Coach Bill Self shed some light on that, indicating KU was gathering information to present to the NCAA on Diallo’s behalf, the decision obviously still a ways away.
“I don’t really know. I don’t want to say anything — bad stuff now — that’s why I say I don’t want to talk about it. I just want to play this year. I’m focusing on practice now and doing what I’m supposed to do,” said Diallo, who will be allowed to play in next Friday’s Late Night in the Phog.
When asked by a third wave of reporters if he’s “frustrated” at the uncertainty, Diallo said: “Of course, but I cannot do anything about it. I’m not going to let it go like I want to quit, no. I just want to clear my mind and head.”
He politely asked the media to direct any questions about his case to his coach.
Diallo, MVP of last year’s McDonald’s and Jordan Brand Classic all-star contests, was asked point-blank (if he qualifies) how long he planned to stay in college.
“I mean, I cannot talk about anything now. Maybe (it) can be four years,” the possible one-and-done talent said.
Asked if he is the top player in his recruiting class, Rivals.com’s No. 5-ranked player said: “If people are asking me ... yes, I am. I like to compare. I like to say I am the best ... I can say he is better than me, but if we play, everybody knows who is better. I can say I am the top player in the class, yes. I just feel like I am.”
Known as an energetic player, Diallo showed that hustle at practice Wednesday.
“He gets out there and goes hard. We had to tell him to calm down a little,” senior Jamari Traylor said with a smile, noting Diallo was a bit too active when defending senior Perry Ellis. “But it’s easier to tell someone to turn it down a notch than to turn it up a notch.”
As far as what he does well and what he needs to work on, Diallo responded, “Offense, that’s basically easy. I can score either way,” Diallo said. “I need to get more rebounds, more blocked shots.”
Self said he’ll enjoy working with the talented player.

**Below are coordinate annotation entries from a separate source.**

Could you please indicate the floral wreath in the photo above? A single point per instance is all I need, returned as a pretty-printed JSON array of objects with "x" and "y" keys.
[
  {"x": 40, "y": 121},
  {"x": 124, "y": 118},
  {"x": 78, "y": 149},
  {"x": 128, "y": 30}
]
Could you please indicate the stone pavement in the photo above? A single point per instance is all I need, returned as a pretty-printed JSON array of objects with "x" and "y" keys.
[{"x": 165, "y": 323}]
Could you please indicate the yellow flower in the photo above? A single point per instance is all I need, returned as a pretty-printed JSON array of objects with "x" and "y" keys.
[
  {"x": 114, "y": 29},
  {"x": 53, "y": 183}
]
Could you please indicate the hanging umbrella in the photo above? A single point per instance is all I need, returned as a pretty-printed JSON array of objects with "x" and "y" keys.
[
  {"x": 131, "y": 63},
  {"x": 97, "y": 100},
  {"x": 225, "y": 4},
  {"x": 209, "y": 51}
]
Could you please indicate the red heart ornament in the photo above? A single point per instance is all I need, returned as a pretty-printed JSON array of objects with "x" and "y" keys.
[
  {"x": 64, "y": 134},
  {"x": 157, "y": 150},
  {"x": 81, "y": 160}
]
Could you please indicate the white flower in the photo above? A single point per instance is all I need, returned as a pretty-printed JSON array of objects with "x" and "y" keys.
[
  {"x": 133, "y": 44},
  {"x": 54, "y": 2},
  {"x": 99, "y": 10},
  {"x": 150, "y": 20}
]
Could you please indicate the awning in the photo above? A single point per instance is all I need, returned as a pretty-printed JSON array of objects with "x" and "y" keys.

“He’s 7-foot-5 with length, and there’s not too many guys out there plus-8 inches from height to length,” Self said. “He’s an athlete. He’s got a motor. But he doesn’t know how to play yet. Hopefully he’ll be a great rim protector. The other thing that he can do that has been surprisingly good for us is that he’s a good shooter. He’s much more skilled than what a lot of people give him credit for. So that’s exciting for us moving forward.”
Remember, Diallo is a still-developing basketball player. He’s born and bred in soccer, not hoops.
“I started at zero and have come to where I am now,” Diallo said. “I didn’t even like basketball. I thought it was a girls sport. In my country the only women’s (national) team is (Mali’s) women’s team. Men’s team? No. After two weeks, I said I’ve got to quit, I’m not getting better. One day said I’d figure out how to play basketball. Every morning (it was) jump shot, layup, jumping, running. It’s helped me now. People say I run fast. That’s just natural. Now I just love to play. I want to play for a long time.”
About Diallo: Diallo knows former KU center Joel Embiid of Cameroon. “My sophomore year he was a senior. I was so excited to play against him. I was getting buckets. I got 29 (points). He got 20 something, made a lot of points too.” Diallo said he and NBA player Embiid text each other often. ... Diallo has sent equipment back to his youth team in Mali. “In my country, it’s different. A lot of people know how to play basketball, but don’t have stuff, shoes, sneakers, clothes. They don’t have the stuff, and they all want to quit. I figured out my whole team back home I’d bring a lot of stuff to them to support them.”